Если совсем рядом — внезапный выход из безвыходной ситуации, потаённая дверца в тупике, молния и озарение — почти что смерть.
— Понял, что показали бланки? Имеешь знание? — спросила бабушка, складывая плед уголок на уголок, в четыре раза. В квартире было тихо и тепло. Пахло цветами, апельсинами, пряниками и хвоей, пробивался запах мастики.
— Ничего нового, — раздумчиво ответил я. Разве что открыли Книгу. Но тоже мне новая новина…, будто в жэк сходили…
— Ты, я понимаю, всегда в жэке маеш разговоры с кролями? — невозмутимо спросила бабушка.
— Ну, кроли мне кран не чинили… — ответил я. — Что там говорить про бланки… Ожидание, праздник, выбор, препятствие, тайна и на закуску — не рискуйте. Ничего конкретного. Вход-выход… Где знание?…
— Ты таки не дорос, да! — высокомерно заявила бабушка. — А я ждала…
— У нас в классе есть и пониже, — обидчиво заметил я.
— Ты вот послушай, скажу я, — и бабушка начала перематывать спутанные клубки. — Мы все приложили старания, кто какие смог, и узнали, что на свенте-празднике будет у тебя ризыкова ситуация, далее выбор и откроется тайна, не без перешкоды[100]. Но ты того ждёшь, и это верно. И выход раптовый, чили вход… Такое.
— Чудовное веселье! Все входят, выходят, ещё и с угрозами — это первый трамвай какой-то.
— Всякий видит своё, — равнодушно отметила бабушка. — Крот — нору.

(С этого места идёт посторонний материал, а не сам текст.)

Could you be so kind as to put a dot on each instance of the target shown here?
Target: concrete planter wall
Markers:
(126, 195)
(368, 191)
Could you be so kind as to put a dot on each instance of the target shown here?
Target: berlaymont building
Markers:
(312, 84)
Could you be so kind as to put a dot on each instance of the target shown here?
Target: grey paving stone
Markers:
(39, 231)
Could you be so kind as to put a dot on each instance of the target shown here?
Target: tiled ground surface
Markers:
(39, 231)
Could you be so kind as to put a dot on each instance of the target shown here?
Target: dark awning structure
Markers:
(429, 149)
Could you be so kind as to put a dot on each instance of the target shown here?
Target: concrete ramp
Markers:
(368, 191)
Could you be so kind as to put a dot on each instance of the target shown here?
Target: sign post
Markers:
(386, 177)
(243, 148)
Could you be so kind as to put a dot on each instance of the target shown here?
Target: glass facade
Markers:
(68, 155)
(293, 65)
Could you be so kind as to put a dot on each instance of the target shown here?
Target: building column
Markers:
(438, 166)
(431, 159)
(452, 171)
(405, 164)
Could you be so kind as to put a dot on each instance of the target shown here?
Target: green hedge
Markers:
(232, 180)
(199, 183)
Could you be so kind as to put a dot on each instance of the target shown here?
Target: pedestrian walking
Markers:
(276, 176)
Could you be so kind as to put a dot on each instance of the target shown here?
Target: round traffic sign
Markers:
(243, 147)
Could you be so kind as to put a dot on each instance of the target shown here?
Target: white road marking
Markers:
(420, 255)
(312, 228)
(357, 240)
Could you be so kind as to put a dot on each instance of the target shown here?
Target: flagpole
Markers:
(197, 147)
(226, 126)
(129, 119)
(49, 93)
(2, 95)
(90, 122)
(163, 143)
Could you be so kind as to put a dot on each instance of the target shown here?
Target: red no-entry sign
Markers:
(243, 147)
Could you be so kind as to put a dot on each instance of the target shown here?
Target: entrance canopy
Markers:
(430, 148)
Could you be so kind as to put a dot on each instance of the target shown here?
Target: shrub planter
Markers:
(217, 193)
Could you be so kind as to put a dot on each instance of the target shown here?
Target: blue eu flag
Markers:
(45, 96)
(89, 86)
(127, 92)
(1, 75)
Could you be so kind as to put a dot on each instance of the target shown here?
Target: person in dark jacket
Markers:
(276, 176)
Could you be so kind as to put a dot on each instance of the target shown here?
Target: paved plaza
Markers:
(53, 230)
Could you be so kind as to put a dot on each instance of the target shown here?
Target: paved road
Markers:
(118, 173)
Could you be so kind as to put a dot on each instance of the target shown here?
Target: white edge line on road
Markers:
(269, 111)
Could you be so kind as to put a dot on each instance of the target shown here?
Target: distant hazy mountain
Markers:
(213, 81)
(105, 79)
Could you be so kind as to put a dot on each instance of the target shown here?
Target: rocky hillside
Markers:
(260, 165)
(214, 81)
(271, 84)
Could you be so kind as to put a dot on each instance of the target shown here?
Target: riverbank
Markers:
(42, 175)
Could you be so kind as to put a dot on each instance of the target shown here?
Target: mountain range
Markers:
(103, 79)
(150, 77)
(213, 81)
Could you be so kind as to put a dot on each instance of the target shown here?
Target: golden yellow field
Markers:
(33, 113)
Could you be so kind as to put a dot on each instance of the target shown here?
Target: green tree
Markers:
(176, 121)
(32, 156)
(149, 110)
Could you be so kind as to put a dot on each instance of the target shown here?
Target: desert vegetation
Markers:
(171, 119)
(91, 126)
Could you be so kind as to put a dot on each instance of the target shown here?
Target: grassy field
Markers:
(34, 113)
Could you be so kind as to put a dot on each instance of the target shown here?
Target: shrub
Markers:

— Да, но мы ничего не знаем про угрозу, знаем только, что она будет… — сказал я, оправдываясь.
— Только… — фыркнула бабушка. — Только… Многие из людей не знают и трети тего.
— И спят спокойно… — продолжил я.
— В земле сырой, — закончила бабушка. Она смотала клубки, положила их в корзинку с крышкой и убрала корзинку в тумбу под телевизором.
Я в это время переодевал обратно вывернутые вещи.
«Слава Богу, не побили»… Одевшись, передёргиваюсь — за стеной наша соседка жадно глотает но-шпу, корчась от почечной колики… Дела ее очень плохи.
Кто-то надрывно кричит, очень далеко, наверное в соседнем доме.
«Рак, — вдруг понял я. — У него рак, уж очень ему больно, а он пьет, думает, что от водки станет легче… и печенка уже просто в легком — так разрослась…» Начали доноситься другие мысли и голоса, и все они были о болезнях, смерти, чьих-то кошмарах. Сквозь половицы темно-серыми струйками дыма полезли Гости, формируясь в призрачные фигуры, печально глядели они на меня и шептали-шептали-шептали, оглядываясь и жестикулируя.
Я с размаху сел на пол, закрыл уши руками и раскачиваясь, заверещал:
— Нет-нет-нет!!! Прочь, идите вон!!! Не хочу ничего слышать. Не хочу. Я маленький…
— Конкретное… Матер долороза, — сказала бабушка укоризненно. — Нету в мире ничего конкретного, Лесик. То так люди, э-э-э договорились, как говорит твоя мама.
Она подошла, поставила меня на ноги и, что-то нашептывая, провела рукой сначала возле лица, затем повернула меня и с силой начала тереть спину, ноги, будто смахивала пыль.
Голоса стихли. Не до конца, правда…
— Хорошо, — сказал я, убрав руки. — Ничего не слышно. Почти.
— Ну, я довольна, — заявила бабушка и перекрестилась. — Хвала Богу. Он тебя не покинул.
— Да? — спросил я подозрительно. — И как вы это обнаружили?
Можешь чувствовать боль… — ответила она, тщательно споласкивая руки.
От воды валил пар, бабушка натирала пальцы чёрным, резко пахнущим розмарином брусочком мыла.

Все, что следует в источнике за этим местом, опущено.